Pesadilla

Lucero Contreras Lizaola

Preparatoria 9

La situación estaba fuera de alcance y yo no podía soportarlo.

Mi padre pronto llegaría y yo no podía dejar de pensar en los sentimientos que tendría de ahora en adelante. Podría estar decepcionado, enojado, triste… no lo sabía. No podía soportar ni una pizca de algunas de esas emociones, no de él. Su deber era amarme e idolatrarme, y el hecho de que no lo hiciera me generaba más incertidumbre que saber el lugar a donde iría a parar después del veredicto final.

Todos esos hombres disfrazados no paraban de mirar mis manos y hablarme, solo que yo no podía escucharlos por el irritante pitido que no paraba de escucharse en mis oídos, junto con las luces cegadoras, irradiadas de sus bestias metalizadas.

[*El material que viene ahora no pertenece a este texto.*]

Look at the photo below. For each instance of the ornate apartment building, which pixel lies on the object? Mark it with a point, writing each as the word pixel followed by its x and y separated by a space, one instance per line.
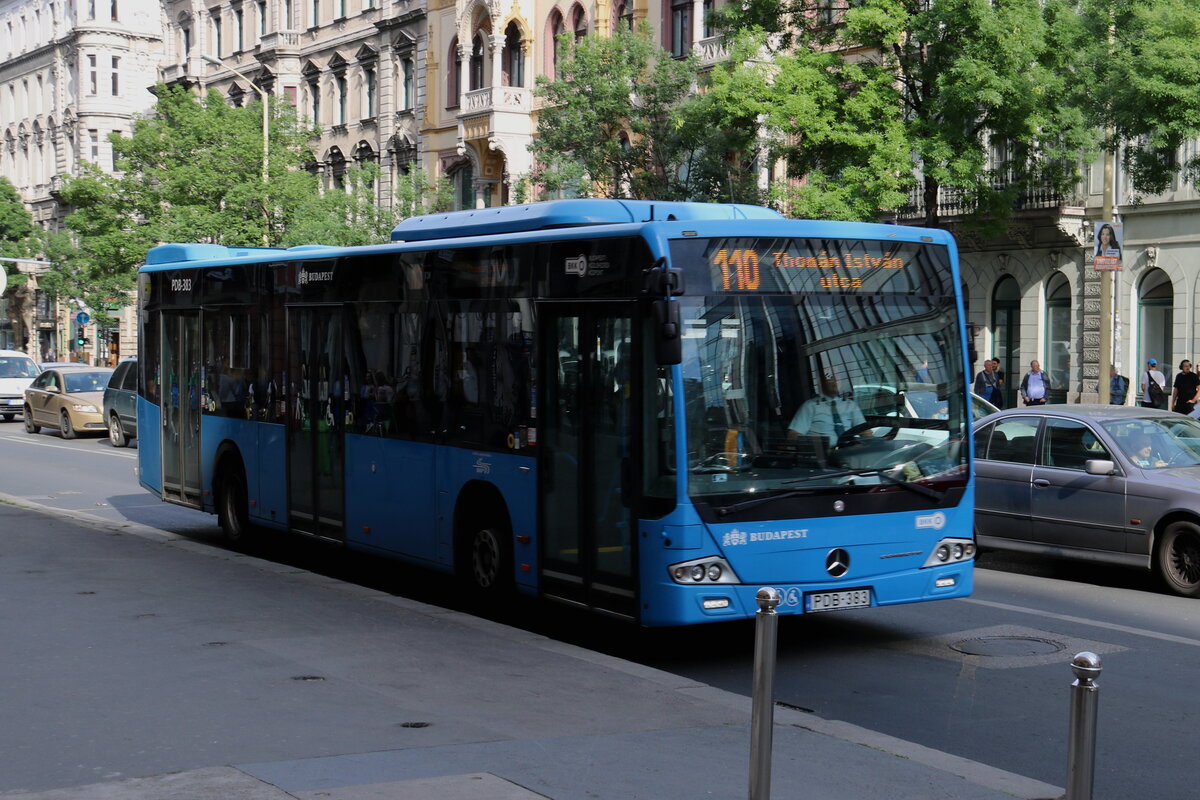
pixel 71 72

Padre llegó después de dos horas de espera. Sus ojos ya no eran esos dulces que me miraban cuando era niña. Ahora lo único que había era decepción, enojo y tristeza de lo que su hija se había convertido.

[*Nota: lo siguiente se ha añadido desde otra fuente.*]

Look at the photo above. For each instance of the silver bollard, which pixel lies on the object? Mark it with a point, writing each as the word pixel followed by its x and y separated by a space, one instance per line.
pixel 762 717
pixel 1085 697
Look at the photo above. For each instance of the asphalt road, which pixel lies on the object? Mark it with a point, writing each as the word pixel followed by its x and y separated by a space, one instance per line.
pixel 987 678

Sentía que en cualquier momento mi paciencia explotaría y terminaría haciendo caso a las voces dentro de mi cabeza, aquellas a las que mi doctor les tenía tanto horror e intentaba deshacerse de ellas cada día con las extrañas cápsulas coloridas que me hacía tragar en cada almuerzo.

Los ojos de mi padre empezaron a oscurecerse hasta que fui encerrada en una cárcel oscura y fría. Mis gritos eran insonoros y el aire de mis pulmones se estaba acabando de manera abrupta. 

De pronto sentí cómo alguien me sacudía con desesperación; eso me hizo despertar de mi horrible pesadilla y volver a ver los hermosos ojos azules de mi padre que me miraban con preocupación, consecuencia del arduo cariño que tenía hacia mí.

Entonces toda la neblina se desvaneció. Eso jamás había pasado, yo nunca me habría dejado llevar por mis instintos. Nadie nunca me descubriría; yo siempre era muy hábil a la hora de desaparecer los cuerpos en la comida de mi padre.